The Credit Card Trap

Credit cards are a great boon for the consumer – used wisely. Otherwise credit cards can easily become a hassle, which turns into a significant headache, which can progress into a terrible nightmare.

When dicussing the issue of credit cards, a few cliches come to mind:

“There’s no free lunch.” “It makes a better servant than master.”

If you are an American you are acclimated to living in a sea of consumerism. The illusion of credit seems to make having what you want, when you want it, possible. Unfortunately, you can’t have your cake and eat it too – in the long run. A delinquent credit card balance with an interest rate approaching 30 percent can double in about two years without any payments, when late fees and other penalties are included. We have all heard horror stories about people with up to $100,000 and more in credit card debt, which only the most affluent people would be able to carry.

I have a personal formula that almost ensures that I will never be in debt.

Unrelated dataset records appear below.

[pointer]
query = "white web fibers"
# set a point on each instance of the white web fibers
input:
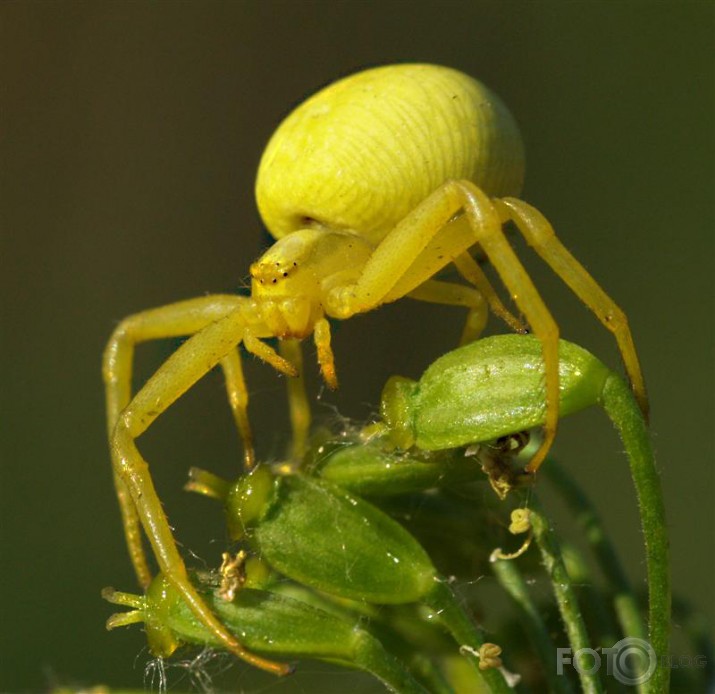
(198, 672)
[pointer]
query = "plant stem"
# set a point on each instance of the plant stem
(512, 581)
(565, 597)
(621, 407)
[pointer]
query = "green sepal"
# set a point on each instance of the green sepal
(331, 540)
(276, 625)
(247, 501)
(369, 469)
(491, 388)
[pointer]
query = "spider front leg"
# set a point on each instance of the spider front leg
(198, 355)
(175, 320)
(540, 235)
(429, 238)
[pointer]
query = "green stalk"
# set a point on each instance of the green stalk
(621, 407)
(565, 596)
(624, 599)
(442, 600)
(510, 578)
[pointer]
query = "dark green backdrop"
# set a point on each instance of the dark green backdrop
(130, 133)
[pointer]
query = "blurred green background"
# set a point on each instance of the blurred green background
(130, 135)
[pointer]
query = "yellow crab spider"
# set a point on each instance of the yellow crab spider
(371, 186)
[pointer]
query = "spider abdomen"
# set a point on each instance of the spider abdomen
(366, 150)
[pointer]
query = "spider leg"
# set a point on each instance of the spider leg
(196, 357)
(437, 292)
(401, 255)
(541, 236)
(174, 320)
(470, 270)
(298, 404)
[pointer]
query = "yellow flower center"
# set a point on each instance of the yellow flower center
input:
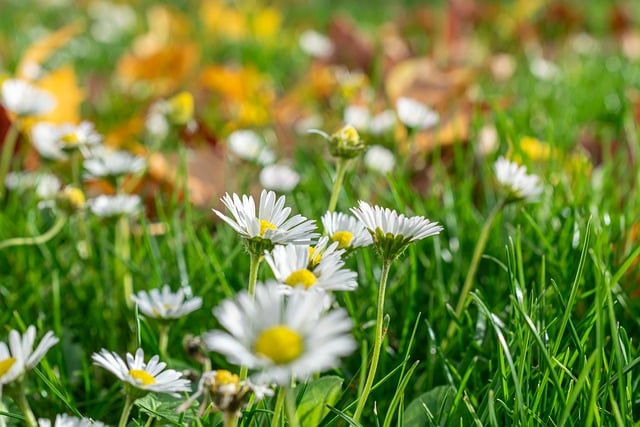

While your financial goals and lifestyle may not entail you wanting to include all of the elements of my plan, I’m sure that following some of them – and you may already be doing so – will help prevent you from falling into the credit card trap.

1) I only carry one credit card. (See my article about only carrying one credit card.) I don’t need more than one and anything I need a credit card for, I can obtain.

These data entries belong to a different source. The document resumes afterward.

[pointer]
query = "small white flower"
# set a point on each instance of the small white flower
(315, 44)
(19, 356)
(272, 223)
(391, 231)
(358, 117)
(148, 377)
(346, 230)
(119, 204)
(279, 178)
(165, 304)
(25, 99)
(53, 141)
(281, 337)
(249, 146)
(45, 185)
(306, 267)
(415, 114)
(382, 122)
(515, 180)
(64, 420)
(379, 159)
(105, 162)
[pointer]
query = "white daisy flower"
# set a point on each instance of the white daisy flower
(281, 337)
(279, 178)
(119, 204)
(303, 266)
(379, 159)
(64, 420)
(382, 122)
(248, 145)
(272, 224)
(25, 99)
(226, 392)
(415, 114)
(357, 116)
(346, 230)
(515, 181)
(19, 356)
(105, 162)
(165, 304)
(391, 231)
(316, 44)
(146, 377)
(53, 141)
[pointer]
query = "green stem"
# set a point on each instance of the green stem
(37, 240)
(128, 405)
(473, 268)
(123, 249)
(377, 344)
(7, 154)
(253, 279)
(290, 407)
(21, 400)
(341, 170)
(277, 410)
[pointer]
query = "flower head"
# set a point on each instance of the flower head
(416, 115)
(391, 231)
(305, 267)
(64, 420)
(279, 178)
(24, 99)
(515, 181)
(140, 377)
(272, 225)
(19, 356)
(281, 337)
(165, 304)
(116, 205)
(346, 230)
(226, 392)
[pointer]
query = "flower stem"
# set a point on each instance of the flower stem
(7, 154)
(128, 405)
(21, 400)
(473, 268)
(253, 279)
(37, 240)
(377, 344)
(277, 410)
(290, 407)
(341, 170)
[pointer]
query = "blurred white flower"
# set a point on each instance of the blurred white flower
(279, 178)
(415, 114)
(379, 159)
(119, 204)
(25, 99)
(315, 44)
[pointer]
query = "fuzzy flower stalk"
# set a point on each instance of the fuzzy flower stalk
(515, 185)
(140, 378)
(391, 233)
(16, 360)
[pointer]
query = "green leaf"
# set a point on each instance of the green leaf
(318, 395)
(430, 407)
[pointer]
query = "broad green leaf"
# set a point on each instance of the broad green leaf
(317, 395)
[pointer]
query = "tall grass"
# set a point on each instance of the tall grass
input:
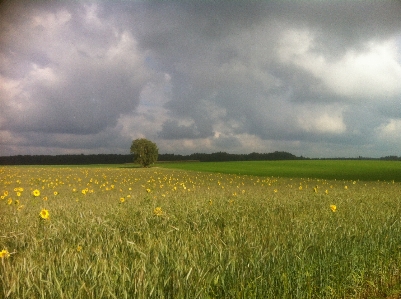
(217, 236)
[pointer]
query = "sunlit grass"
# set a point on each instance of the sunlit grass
(156, 233)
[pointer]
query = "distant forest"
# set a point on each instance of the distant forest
(121, 159)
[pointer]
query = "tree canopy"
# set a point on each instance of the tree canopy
(145, 152)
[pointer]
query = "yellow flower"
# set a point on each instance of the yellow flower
(158, 211)
(4, 253)
(44, 214)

2) The limit on my card is relatively low and I have not asked for a higher limit. It’s pointless to have a $20,000 limit – or higher – on your credit card. If you need that much money, obtain a loan from a bank. If you can’t obtain a bank loan, seriously consider whether you should be borrowing via your credit card.

3) I called my credit card company and asked for a lower interest rate on my card (see my article about asking for a lower interest rate for details about what happened). Interest rates are historically low and you can “vote with your feet” if your credit card company won’t play nice and lower your interest rate.

4) If I charge anything I make sure I have enough cash to pay off the balance and I have never paid any interest charges on a credit card (see my article about paying cash for everything). You can pay interest on your credit card, or use the money you would have paid in interest to buy necessities, luxuries, or anything else you want.

5) I have a savings account that I opened over the Internet with at least six months of living expenses, which is my emergency money. I use that as my credit card, and only in urgent circumstances. Best part of that deal? I charge myself 0% interest. (Economics nerds would point out the opportunity cost, which is irrelevant if you need food or gas very badly.)

Part of a healthy financial plan includes spending money as well as saving it. It takes discipline and looking at the big picture to resist the credit card trap. Credit card companies make so much money because consumers serve them, not the other way around, as it should be.